In reality, as children, we intuit that which is sometimes so hard to remember -- words can harm. Words do matter.
This week's Torah portion also addresses the power of words. As we begin reading the fifth and final book of the Torah, Devarim --(words) or Deuteronomy, the Torah records "Eileh hadevarim -- These are the words that Moses addressed to all Israel." So begins Moses' final speeches to the Israelites. Knowing that his life is coming to an end, Moses, who when he first met God, said of himself "I am not a man of words," is now transformed into the great orator whose words retrace the Israelite history and urge the people to obey God's Torah. Knowing that the Israelites are on the brink of a whole new chapter of their individual and collective development, Moses realizes that he must maintain a delicate balance between admonishing the people for their past behavior and urging them forward -- closer to the fulfillment of the divine purpose, and to God specifically. Anything else could well have destroyed the entire people of Israel and the entire enterprise to which he had devoted his life.
Like Moses, our devarim, our words, also have the power to create or to devastate. With our words, we can afflict, or we can love. In a moment of anger and passion, it is easy and common to lash out against those whom we love, saying things we don't mean to say, using words that cannot be taken back. Despite all the promises from both sides, and all the genuine attempts to forget the words that have been said, often the damage is already done, and the pain that is inflicted cannot be reversed. Feelings are hurt, and relationships damaged -- all because of the words that are said.
The rabbis understood this well, comparing the tongue (words) to an arrow. The rabbis, in the Midrash Tehilim, a rabbinic interpretation of the Book of Psalms, suggest that words as arrows are far worse than one who uses his own hands to kill another. Why? "Because if the would-be killer takes his sword in hand to kill another, and the other then pleads with him and begs for mercy, the would-be slayer can change his mind and return his sword to his sheath. But, once the would-be killer has shot and let fly an arrow, it cannot be brought back even if he wants to do so." Once words are said, they cannot be retracted, retrieved or erased.

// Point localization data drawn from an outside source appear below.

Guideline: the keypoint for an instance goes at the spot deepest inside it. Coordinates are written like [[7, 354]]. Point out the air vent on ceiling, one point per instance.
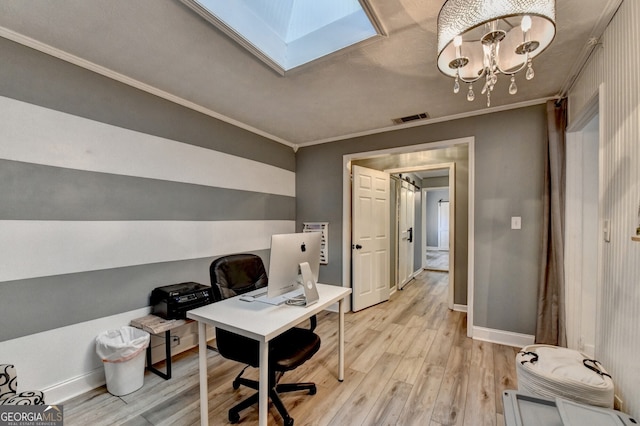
[[421, 116]]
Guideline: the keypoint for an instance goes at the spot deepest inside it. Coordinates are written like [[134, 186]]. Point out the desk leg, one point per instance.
[[202, 365], [341, 340], [263, 397]]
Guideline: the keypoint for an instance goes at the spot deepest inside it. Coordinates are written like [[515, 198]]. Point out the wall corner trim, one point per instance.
[[460, 308], [508, 338]]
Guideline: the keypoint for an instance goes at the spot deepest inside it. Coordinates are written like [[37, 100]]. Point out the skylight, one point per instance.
[[288, 33]]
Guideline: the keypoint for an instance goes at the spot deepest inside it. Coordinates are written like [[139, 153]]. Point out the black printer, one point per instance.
[[173, 301]]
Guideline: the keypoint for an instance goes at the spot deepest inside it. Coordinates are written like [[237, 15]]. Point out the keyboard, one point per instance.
[[278, 300]]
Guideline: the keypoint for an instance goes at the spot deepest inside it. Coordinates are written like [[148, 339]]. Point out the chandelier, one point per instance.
[[480, 39]]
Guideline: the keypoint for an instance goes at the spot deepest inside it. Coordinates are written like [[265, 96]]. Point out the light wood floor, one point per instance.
[[408, 362], [437, 260]]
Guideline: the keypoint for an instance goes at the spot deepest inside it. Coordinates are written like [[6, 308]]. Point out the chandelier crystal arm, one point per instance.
[[492, 45]]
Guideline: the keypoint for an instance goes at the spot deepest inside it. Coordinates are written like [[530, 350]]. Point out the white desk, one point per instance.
[[262, 322]]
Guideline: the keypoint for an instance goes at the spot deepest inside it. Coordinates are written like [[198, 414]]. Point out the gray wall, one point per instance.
[[32, 192], [509, 164]]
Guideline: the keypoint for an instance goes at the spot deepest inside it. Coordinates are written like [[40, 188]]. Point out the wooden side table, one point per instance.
[[154, 324]]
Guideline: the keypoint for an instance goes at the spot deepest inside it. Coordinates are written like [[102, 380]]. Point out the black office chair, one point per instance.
[[239, 273]]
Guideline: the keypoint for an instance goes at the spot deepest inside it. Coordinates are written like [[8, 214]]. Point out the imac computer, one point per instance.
[[289, 254]]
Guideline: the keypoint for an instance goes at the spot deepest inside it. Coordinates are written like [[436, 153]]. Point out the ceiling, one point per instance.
[[164, 47]]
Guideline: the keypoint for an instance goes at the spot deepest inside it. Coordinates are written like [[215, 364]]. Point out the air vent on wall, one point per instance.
[[421, 116]]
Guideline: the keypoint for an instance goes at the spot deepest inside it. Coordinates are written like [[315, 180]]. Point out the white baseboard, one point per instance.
[[460, 308], [61, 392], [501, 337]]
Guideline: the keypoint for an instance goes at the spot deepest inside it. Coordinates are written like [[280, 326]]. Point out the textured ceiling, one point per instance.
[[165, 45]]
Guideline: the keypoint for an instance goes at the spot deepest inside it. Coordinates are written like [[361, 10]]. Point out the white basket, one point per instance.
[[552, 371]]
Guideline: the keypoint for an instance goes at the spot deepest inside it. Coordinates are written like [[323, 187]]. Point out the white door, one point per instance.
[[443, 225], [406, 226], [370, 237], [582, 236]]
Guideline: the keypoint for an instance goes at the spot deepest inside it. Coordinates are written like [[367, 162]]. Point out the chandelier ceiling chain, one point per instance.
[[480, 39]]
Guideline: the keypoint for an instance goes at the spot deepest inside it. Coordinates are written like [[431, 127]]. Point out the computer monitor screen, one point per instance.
[[288, 251]]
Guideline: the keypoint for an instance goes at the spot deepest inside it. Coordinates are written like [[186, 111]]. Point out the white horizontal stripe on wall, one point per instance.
[[30, 249], [39, 135], [77, 367]]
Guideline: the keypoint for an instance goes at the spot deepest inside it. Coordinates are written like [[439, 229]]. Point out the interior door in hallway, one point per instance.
[[406, 227], [370, 237], [443, 225]]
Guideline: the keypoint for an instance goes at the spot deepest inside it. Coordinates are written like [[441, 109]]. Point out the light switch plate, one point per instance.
[[516, 222]]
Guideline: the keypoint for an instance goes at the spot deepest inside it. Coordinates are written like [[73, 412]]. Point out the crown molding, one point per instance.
[[419, 123], [99, 69]]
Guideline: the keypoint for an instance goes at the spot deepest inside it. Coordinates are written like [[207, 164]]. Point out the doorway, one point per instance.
[[437, 228], [408, 158]]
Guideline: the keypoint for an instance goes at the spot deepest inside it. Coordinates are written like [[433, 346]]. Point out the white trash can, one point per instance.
[[122, 353]]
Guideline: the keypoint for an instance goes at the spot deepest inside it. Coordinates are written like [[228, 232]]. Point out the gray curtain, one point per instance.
[[550, 327]]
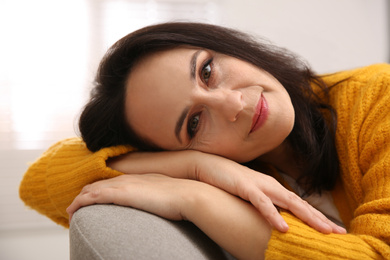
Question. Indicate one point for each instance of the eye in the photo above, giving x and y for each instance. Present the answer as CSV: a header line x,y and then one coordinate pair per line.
x,y
193,125
206,71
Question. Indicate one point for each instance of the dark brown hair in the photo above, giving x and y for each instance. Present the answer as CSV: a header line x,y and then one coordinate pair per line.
x,y
102,122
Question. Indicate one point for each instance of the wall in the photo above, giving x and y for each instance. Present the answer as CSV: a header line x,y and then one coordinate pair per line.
x,y
331,35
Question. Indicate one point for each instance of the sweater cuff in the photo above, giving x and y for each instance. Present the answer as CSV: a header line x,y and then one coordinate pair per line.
x,y
51,183
303,242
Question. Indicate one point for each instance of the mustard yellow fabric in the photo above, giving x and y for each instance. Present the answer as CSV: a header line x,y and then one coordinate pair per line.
x,y
362,101
362,196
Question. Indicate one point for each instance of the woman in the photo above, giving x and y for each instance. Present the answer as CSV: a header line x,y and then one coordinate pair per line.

But, equal to the power of words to destroy, is the power they have to build relationships and to make us partners in God's creation. What a different power words have when we use them to tell those around us how very special they are, how important they are, to say "I love you."
These are the types of words to which the Book of Proverbs refers when it says, "Pleasant words are as a honeycomb, sweet to the soul, and health to the bones." These are the words that nourish and sustain, that reinforce a sense of purpose and worth. These are words that we don't want, or need, to retract. These are the words that each of us has the power to say and that all of us need to hear.